Alors que la récolte des oignons tire à sa fin, Bruno Piat, General Manager, Cane Cultivation and Diversification à Medine Agriculture, commente la production de cette année. Il aborde également d’autres questions d’envergure nationale telle l’utilisation d’intrants biologiques.

BUSINESSMAG. La récolte d’oignons, qui débute en octobre, s’achèvera dans quelques jours. Quelle place occupe cette plante dans la production de Medine Agriculture ?

L’oignon constitue la part la plus importante de notre production, soit 36 % en termes de tonnage et de recettes. Nous sommes assez satisfaits du rendement de cette année. Nous pensons récolter 1 450 tonnes d’oignons, c’est-à-dire environ 60 tonnes de plus que l’an dernier. En général, les Mauriciens préfèrent les oignons rouges, qui représentent 80 % de notre production. Nous en cultivons quatre types.

 

BUSINESSMAG. À quoi attribuez-vous cette augmentation ?

Il faut préciser que cette augmentation provient d’un meilleur rendement à l’hectare et non d’une superficie additionnelle dédiée à la culture de l’oignon. Elle s’explique donc par les pratiques culturales que nous adoptons et améliorons constamment depuis plus de quinze ans. En outre, le climat a été très favorable ces derniers mois. Lorsque l’hiver est froid et sec, les risques de maladies sont considérablement réduits.

 

BUSINESSMAG. Quelle est la contribution de Medine Agriculture à la production nationale de fruits et légumes ?

Nous ne sommes pas loin des 4 000 tonnes de produits frais, ce qui représente 4 % de la production nationale. Nous récolterons cette année 600 tonnes de carottes, 630 tonnes de pommes d’amour, 500 tonnes de giraumons, 350 tonnes de pommes de terre, 80 tonnes de laitues et 45 tonnes de produits divers, tels que le «butternut» (un type de courge) et la tomate. Du côté des fruits, notre produit phare est la banane et notre récolte est estimée à 175 tonnes. Ensuite, nous produirons environ 20 tonnes de mangues, 13 tonnes de jujubes et 9 tonnes de litchis.

 

BUSINESSMAG. À quels marchés votre production est-elle destinée ?
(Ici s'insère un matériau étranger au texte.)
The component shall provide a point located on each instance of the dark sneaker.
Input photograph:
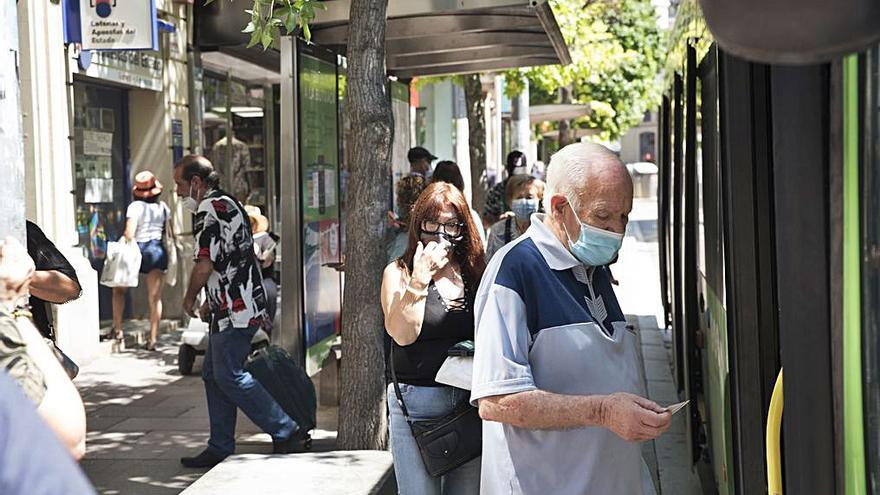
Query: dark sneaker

La majeure partie est écoulée par les grossistes, qui absorbent 50 % de notre production. Ensuite, viennent, dans l’ordre : les détaillants et distributeurs (35 %), les supermarchés, qui commercialisent notre marque «Jardins de Medine» (13 %) et, finalement, les restaurants, traiteurs et hôtels (2 %).

 

BUSINESSMAG. Dans le rapport annuel 2015 de Medine, il était question de freiner la diversification de votre secteur fruits et légumes afin de limiter les pertes. Qu’en est-il aujourd’hui ?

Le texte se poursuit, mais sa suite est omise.